El Bella 1 atravesó el paso marítimo del Estrecho de Gibraltar, a finales del pasado año, según fuentes de seguimiento naval, con destino a Venezuela. Posteriormente cambió su nombre a Marinera y fue perseguido y capturado esta semana por fuerzas estadounidenses, tras ser acusado de violar sanciones impuestas por Washington.
El Comando Europeo de Estados Unidos explicó que la operación se llevó a cabo por “violaciones de las sanciones estadounidenses”, mientras que el Ministerio de Defensa del Reino Unido aseguró haber proporcionado “apoyo operativo planificado previamente”, que incluyó la instalación de bases y la participación del buque auxiliar RFA Tideforce, que recientemente había estado en el Peñón de Gibraltar para tareas de mantenimiento.

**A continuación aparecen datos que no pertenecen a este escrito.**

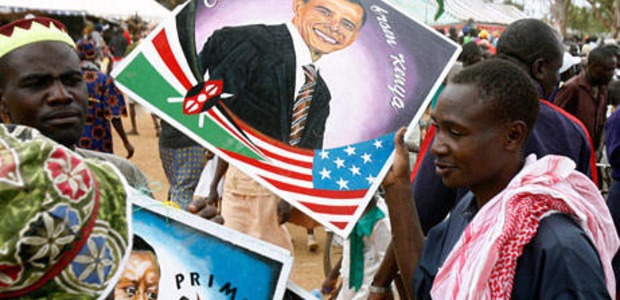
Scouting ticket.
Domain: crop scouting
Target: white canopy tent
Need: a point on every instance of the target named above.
(148, 10)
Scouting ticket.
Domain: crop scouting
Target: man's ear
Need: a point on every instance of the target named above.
(515, 135)
(297, 4)
(537, 69)
(4, 109)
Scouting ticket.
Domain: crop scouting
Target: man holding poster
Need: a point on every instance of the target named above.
(261, 66)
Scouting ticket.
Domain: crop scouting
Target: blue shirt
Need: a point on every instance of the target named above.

El secretario de Defensa británico, John Healey, señaló que el Bella 1 “ondeaba una bandera falsa” y estaba sujeto a las sanciones estadounidenses contra Irán. Además, otro petrolero, el MT Sophia, con bandera de Panamá, fue capturado en el Caribe por fuerzas norteamericanas durante la misma semana.
El incidente del Bella 1 ha generado preocupación internacional ante el riesgo de una posible confrontación entre Estados Unidos y Rusia, en un contexto de creciente presión sobre el transporte marítimo de petróleo sancionado.